Finally, the authors of [15] trained variational autoencoders on source parks and fine-tuned this on a target with limited data. They simultaneously utilized five variational datasets as source models to generate several different latent features. The proposed approach reduced the training time while having excellent forecast errors. However, they only used two wind parks as the source domain and three wind parks as the target domain. At the same time, this article utilizes meteorological measurements in a regression task.

Overall we can summarize that only two articles have considered day-ahead power forecast and only one utilized an MTL approach. Even though various articles have considered fine-tuning an initial representation, to the best of our knowledge, none of the articles have evaluated the different number of layers to fine-tune. Furthermore, those techniques are often considered separately. We aim to close this gap with our article. Finally, the maximum number of considered wind parks in the literature are 55 and 21 PV, whereas we considered 445 wind and 117 PV parks.

3. Method

This section explains the deep learning-based techniques for latent feature extraction and concepts of transfer learning and MTL. Latent feature extraction from input features allows the derivation of valuable latent features for downstream tasks such as classification or regression.
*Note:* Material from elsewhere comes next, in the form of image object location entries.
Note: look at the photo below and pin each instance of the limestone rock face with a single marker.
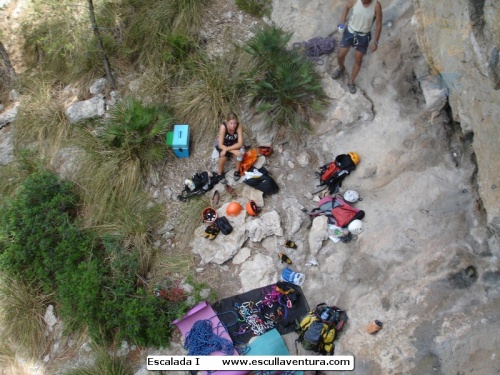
(86, 109)
(461, 44)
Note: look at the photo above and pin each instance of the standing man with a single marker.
(358, 34)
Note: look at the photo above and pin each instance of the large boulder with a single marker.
(86, 109)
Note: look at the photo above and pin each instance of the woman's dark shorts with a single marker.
(359, 42)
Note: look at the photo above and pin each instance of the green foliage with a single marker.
(131, 141)
(36, 232)
(137, 129)
(58, 38)
(94, 278)
(212, 92)
(257, 8)
(283, 85)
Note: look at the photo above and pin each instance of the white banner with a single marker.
(251, 363)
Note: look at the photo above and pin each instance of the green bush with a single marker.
(283, 85)
(22, 307)
(131, 141)
(95, 279)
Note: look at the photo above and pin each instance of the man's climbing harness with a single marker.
(315, 48)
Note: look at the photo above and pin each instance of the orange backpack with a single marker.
(249, 159)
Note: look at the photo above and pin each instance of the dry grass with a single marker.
(41, 119)
(211, 93)
(109, 179)
(104, 364)
(22, 307)
(190, 219)
(12, 364)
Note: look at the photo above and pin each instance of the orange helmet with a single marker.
(252, 208)
(354, 157)
(234, 209)
(209, 215)
(265, 150)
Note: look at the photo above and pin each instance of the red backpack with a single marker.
(337, 210)
(344, 214)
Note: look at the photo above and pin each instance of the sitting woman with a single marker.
(230, 144)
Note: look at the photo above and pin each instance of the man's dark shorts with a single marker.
(359, 42)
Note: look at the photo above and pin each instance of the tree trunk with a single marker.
(100, 46)
(7, 63)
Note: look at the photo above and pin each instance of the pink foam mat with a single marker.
(203, 311)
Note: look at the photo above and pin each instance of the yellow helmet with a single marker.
(354, 157)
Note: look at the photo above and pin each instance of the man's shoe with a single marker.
(337, 73)
(352, 88)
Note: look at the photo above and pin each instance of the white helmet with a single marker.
(355, 226)
(351, 196)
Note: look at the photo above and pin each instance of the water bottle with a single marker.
(242, 151)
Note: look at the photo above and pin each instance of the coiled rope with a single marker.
(316, 47)
(201, 340)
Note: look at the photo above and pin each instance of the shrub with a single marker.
(131, 141)
(283, 85)
(22, 308)
(94, 279)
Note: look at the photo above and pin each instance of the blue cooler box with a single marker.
(180, 141)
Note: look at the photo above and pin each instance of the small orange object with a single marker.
(374, 327)
(209, 215)
(234, 209)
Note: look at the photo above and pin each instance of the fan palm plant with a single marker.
(283, 85)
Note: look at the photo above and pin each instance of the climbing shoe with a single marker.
(284, 258)
(337, 73)
(352, 88)
(211, 231)
(231, 191)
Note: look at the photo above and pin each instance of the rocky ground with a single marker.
(425, 265)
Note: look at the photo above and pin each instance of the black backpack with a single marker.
(318, 328)
(332, 174)
(264, 183)
(203, 182)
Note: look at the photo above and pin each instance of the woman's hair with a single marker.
(231, 116)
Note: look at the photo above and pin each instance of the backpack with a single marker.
(332, 174)
(264, 183)
(319, 328)
(337, 210)
(202, 182)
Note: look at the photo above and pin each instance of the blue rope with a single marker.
(201, 340)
We concentrate on undercomplete autoencoders (Figure 1), as they allow learning a representation

z \in R^{D_{z}}

of the input

x \in R^{D_{x}}

, where the number of latent features

D_{z} \in N_{\geq 1}

is less or equal than the input feature dimension

D_{x} \in N_{\geq D_{z}}

. The concept of undercomplete autoencoders assures that after the training the computational effort is less than with the original input features. Moreover, undercomplete autoencoders are often preferred over overcomplete autoencoders for the same reasons, as they learn a higher dimensional representation of the input features and increase the computational effort in further processing. Within the context of undercomplete autoencoders, we analyze and explain three types of autoencoders:

We present the vanilla autoencoder that builds the foundation for the other architectures.
We introduce time series autoencoders. These consists of recurrent networks or a convolutional neural network (CNN)-based approach. Due to the recent success and advantages of CNNs over recurrent networks [16,17], we focus on the latter.
We detail variational autoencoders as an example of generative autoencoders. A generative approach has the advantage that we can impute missing values, reduce noise in data, or sample from the learned representation. The generative approach learns to represent the (whole) distribution, while a discriminative autoencoder learns the most efficient data encoding to represent the data. On the other hand, discriminative autoencoders have the advantage that they are easy to implement and often are sufficient for various tasks [1].

A combination of those concepts is applicable. For instance, we can train a variational time series autoencoder. Further, we must differentiate if an architecture is learned from single or multiple tasks simultaneously. In the former, we refer to it as an STL and, in the latter case, as an MTL autoencoder.

3.1. Vanilla Autoencoder

Autoencoders describe the concept of learning latent features through neural networks. Within this article, we refer to a vanilla autoencoder as architecture that utilizes an MLP architecture to extract those features. Additionally, we only consider undercomplete autoencoders for reducing the original input features from the NWP, as detailed in Section 4.1.

In such a vanilla autoencoder, as visualized in Figure 1, we have three main components: the encoder, the bottleneck, and the decoder. The encoder has the features

x

from the NWP as input, where the dimension is of size

D_{x}

. In each successive layer, we reduce the number of features to the required number of latent features

D_{z}

, which we refer to as the bottleneck. Afterward, the decoder aims to reconstruct the original features from the latent features

z

at the bottleneck by increasing the number of features in each successive layer. The difference between the original input and the reconstructed features is referred to as the reconstruction error. We evaluate the reconstruction error often through a squared error loss.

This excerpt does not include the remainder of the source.